Will Diesel Passenger Cars Cross The Atlantic?

Right now, 35% of the passenger automobiles sold in Europe have diesel engines. This number could grow to as much as 50%, during the next ten years. In contrast to these numbers, there is currently only one diesel passenger car available in the U.S. This would be the Volkswagen Golf TDI.

Diesels have flourished in Europe because of expensive gasoline and tax breaks for diesel. Many European governments promote diesel because it emits less carbon dioxide into the atmosphere. On top of lower fuel prices, diesel drivers experience increased fuel efficiency. The diesel engine is a more efficient design than the gasoline powered engine.

So, what’s stopping diesel engines from invading our cars here in America? It may still happen but there are a couple of obstacles.

First, diesel fuel is not cheaper than gas here in the States. We enjoy lower gas prices than our European friends, and our government does not offer the nice tax breaks on diesel like most European governments. Therefore, diesel is harder to come by and more expensive in the U.S.
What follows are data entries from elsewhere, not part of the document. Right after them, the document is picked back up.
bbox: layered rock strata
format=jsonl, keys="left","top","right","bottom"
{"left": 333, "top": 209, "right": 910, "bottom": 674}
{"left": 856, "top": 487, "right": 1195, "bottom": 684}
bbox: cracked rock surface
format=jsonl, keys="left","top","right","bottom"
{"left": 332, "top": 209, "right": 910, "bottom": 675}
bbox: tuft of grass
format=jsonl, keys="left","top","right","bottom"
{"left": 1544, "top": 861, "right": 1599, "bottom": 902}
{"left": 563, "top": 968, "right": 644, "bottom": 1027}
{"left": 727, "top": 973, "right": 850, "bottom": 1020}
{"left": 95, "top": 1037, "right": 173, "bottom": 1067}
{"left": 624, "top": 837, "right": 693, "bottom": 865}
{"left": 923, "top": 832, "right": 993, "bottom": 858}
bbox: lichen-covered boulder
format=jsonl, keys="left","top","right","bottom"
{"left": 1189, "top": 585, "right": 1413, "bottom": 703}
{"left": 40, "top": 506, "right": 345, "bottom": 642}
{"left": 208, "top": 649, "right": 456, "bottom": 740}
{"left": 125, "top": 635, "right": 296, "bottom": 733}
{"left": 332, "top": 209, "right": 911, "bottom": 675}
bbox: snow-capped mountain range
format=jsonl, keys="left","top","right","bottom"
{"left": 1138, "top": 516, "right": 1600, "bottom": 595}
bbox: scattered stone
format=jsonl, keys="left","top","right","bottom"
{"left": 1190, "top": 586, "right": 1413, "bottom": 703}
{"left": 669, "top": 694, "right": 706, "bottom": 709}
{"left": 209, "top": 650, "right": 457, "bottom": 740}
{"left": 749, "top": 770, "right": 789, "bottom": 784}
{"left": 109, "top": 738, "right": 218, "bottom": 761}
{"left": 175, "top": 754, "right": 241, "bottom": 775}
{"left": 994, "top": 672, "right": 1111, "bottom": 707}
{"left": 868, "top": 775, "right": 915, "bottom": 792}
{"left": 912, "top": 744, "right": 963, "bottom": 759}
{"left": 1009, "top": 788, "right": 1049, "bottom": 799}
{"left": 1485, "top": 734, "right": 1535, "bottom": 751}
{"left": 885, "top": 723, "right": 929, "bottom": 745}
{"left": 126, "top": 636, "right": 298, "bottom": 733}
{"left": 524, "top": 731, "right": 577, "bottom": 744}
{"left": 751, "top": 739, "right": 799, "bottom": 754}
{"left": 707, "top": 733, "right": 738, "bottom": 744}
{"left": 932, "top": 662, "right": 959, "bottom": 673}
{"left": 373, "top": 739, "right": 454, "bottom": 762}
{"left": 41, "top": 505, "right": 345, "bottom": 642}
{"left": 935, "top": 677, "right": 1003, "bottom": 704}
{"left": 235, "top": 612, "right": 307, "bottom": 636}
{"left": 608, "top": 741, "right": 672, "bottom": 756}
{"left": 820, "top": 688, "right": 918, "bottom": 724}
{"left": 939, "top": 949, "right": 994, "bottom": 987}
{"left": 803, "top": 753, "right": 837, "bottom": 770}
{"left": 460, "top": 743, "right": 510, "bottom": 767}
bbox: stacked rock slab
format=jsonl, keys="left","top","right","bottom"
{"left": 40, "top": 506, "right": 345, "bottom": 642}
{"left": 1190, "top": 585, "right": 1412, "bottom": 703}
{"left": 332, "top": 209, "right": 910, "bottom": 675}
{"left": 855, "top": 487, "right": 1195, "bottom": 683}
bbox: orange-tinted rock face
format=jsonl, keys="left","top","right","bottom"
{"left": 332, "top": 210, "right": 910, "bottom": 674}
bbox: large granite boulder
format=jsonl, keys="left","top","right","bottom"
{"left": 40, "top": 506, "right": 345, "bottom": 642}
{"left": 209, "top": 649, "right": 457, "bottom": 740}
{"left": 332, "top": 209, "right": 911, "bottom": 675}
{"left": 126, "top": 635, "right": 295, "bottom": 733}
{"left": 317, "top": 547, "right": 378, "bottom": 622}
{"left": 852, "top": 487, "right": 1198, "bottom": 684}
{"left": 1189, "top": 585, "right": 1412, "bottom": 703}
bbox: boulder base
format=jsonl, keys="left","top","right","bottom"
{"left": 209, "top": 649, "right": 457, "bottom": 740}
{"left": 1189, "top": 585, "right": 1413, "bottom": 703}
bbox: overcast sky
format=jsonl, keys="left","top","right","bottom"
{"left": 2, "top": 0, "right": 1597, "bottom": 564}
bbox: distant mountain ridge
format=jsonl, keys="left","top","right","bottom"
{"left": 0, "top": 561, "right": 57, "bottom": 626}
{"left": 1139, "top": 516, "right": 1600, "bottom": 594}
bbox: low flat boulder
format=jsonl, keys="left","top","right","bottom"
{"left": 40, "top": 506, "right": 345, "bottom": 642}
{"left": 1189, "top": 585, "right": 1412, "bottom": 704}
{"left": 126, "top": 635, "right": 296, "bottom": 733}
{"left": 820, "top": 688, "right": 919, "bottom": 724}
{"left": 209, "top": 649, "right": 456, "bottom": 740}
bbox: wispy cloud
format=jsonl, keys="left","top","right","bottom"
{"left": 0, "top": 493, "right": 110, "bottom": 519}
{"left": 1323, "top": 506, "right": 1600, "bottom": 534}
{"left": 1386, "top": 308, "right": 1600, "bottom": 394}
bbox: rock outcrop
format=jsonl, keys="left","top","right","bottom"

The main reason for the tax breaks in Europe and lack of them here is a difference in the way we set up environmental standards for our vehicles. This is the second obstacle. In Europe the focus is on low carbon dioxide emissions but here in the States the EPA wants low levels of nitrogen oxides and particulates. This is because nitrogen oxides may be carcinogenic and particulates help form smog.

There are solutions to these environmental questions, but these as well as the diesel engine add to the cost of the automobile. This may keep buyers away. Tax breaks, like those in Europe, may be needed to entice buyers.